I’ll let Leon Panetta, the wisest of West Coasters and former secretary of defense, speak for us:
“You’ve got two bullies chiding each other with outrageous comments,” he told Politico this week. He worried that the bully in Bedminster may feel that the bully in Pyongyang is “attacking his manhood,” an age-old trigger for war. The similarities between the two of you are unavoidable: the preening, the insecurity, the pathological narcissism, the chronic lying, the bad haircuts.
.. But we sometimes can’t tell the statements between the two of you apart. Was it Kim or your magnificence who said you would turn the other’s capital city into a “sea of fire”? Or force the other’s country to suffer “fire and fury like the world has never seen?”
.. one of your top advisers, Sebastian Gorka, has been trying to sound like you, ratcheting up the my-nukes-are-bigger-than-yours brinkmanship. “We are not just the superpower,” he said. “We are now a hyperpower.” If only he were talking about a Marvel Comics character.

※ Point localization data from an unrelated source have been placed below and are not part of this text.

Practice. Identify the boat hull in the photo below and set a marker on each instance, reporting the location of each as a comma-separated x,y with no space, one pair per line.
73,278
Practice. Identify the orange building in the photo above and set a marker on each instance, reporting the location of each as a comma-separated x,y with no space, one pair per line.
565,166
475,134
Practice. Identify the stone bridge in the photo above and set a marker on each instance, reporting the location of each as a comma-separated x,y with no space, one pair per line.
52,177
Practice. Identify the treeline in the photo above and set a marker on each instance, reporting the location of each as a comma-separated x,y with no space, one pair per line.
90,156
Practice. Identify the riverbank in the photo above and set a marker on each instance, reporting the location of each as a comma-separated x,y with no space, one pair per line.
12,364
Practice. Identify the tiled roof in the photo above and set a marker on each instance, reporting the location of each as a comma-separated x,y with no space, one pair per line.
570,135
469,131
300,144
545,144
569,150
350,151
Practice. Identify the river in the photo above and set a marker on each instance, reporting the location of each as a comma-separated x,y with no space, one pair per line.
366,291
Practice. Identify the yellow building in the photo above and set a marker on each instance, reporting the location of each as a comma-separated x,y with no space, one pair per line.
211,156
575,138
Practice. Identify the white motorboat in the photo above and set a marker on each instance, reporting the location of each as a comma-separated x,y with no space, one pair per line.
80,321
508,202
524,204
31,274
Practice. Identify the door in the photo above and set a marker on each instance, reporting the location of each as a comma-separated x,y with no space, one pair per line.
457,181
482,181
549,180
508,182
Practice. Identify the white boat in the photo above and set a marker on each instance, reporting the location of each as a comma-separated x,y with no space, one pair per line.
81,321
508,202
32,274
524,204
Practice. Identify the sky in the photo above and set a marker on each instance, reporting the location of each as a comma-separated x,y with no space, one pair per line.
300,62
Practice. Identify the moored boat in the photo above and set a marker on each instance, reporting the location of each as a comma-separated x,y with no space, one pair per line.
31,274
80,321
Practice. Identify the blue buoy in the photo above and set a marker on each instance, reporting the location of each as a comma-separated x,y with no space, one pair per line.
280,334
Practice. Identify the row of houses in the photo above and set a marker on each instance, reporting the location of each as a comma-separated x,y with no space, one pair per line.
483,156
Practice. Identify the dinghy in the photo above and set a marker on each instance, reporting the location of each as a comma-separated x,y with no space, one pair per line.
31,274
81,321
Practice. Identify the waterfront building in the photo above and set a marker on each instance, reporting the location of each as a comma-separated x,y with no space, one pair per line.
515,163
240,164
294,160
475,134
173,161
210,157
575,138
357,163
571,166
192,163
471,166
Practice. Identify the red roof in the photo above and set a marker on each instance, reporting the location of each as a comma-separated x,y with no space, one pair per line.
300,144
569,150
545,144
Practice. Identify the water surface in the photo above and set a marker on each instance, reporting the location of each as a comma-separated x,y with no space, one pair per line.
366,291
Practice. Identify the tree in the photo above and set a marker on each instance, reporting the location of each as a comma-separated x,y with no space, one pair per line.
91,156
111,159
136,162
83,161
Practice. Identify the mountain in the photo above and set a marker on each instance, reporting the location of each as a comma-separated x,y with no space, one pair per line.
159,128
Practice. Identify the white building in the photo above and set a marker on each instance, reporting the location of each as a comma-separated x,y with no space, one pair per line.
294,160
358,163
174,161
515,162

And it’s equally unsettling that your evangelical adviser, the Texas pastor Robert Jeffress, is now giving you cover from the Bible. “God has endowed rulers full power to use whatever means necessary — including war — to stop evil,” he said, speaking for God... It will take more than “the most beautiful piece of chocolate cake,” more than calling President Xi Jinping of China a good guy one day, a bad guy the next. Diplomacy is hard. But it beats the alternative.